When it was all said and done, his team earned a bid to the Perfect Game National Championship after finishing in second place.
“We got a little more out of it then we bargained for, honestly,” Thibodeaux said. “I saw what was going on with the travel baseball thing, paying a bunch of money to go to tournaments and all that.
“So I decided to start keeping my kids together during the summer time an offering that same type of experience.”
Thibodeaux said it has taken a while to get the summer program on its feet with kids playing different sports and going on vacations after school, but he was finally able to bring the kids out-of-state to a big tournament.
By keeping the players together during the summer, Thibodeaux can better control the workloads his players receive during summer ball.
“We keep inning counts, we keep track of how many curveballs we call and we make sure that we’re keeping as much information as possible,” Thibodeaux said. “I trust other summer coaches are doing that, but keeping an eye on everything yourself takes some of that worry away.”
Another benefit is having younger players get quality reps in a more stress-free environment than during the middle of the season.
Thibodeaux said he got to work with younger players that he normally wouldn’t get much time with during the season, and that those reps will manifest themselves into productive high school seasons.
“We played some tough teams, and it was just a different experience for the kids,” Thibodeaux said. “The facility was one of the best I’ve ever seen, it was just beautiful.
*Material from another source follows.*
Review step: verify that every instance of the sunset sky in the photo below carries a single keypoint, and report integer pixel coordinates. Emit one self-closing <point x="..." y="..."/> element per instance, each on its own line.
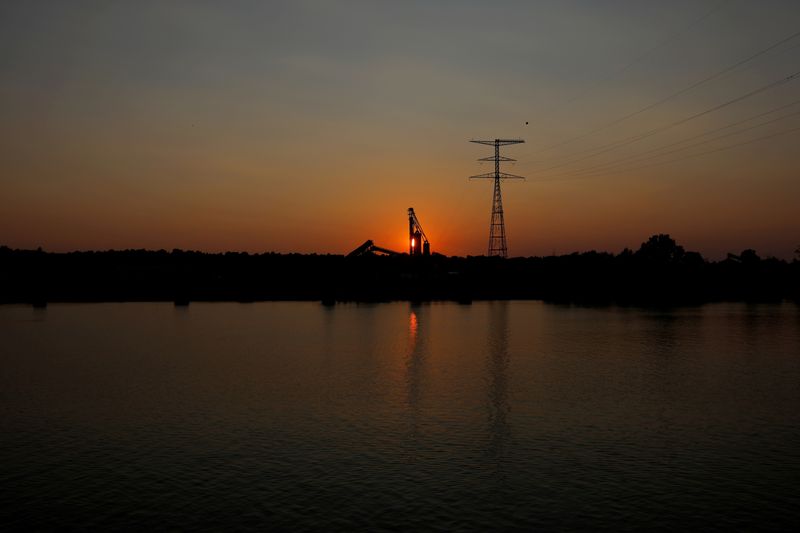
<point x="311" y="126"/>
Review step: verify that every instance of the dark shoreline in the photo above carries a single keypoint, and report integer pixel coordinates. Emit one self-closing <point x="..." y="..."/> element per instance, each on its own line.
<point x="659" y="273"/>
After going 5-0 during group play, the Rebels earned the No. 1 overall seed heading into the elimination bracket.
The Rebels ran into some trouble in the semifinal game, trailing 4-1 in the ninth with two outs before scratching and clawing their way to victory and into the finals.
“Man, it was pretty crazy. We had an incoming freshman draw a walk with two outs and then loaded the bases,” Thibodeaux said. “Then (Hayden) Cantrelle stepped up and got a walk off.”
While the Rebels fell in the finals, they still earned the bid to the National Tournament, which they will participate in next summer.
Thibodeaux said the Rebels could play in the National Tournament this summer, but the turnaround would be quick and they didn’t originally plan on having another travel tournament so soon.
The Rebels had the chance to pick up some individual accolades in the tournament, as Nick Webre was named the Most Valuable Player of the tournament.
The chance to play in front of the Perfect Game scouts was one of the main motivations for entering the tournament for Thibodeaux.
“It’s all online so people can pull up information on the kids and see reports for the Perfect Game scouts that were there,” Thibodeaux said. “Now Nick Webre will have a good rating on there and a bunch of the other kids will have information for people to see.
“It’s just another way to get more exposure that you might not get during the high school season.”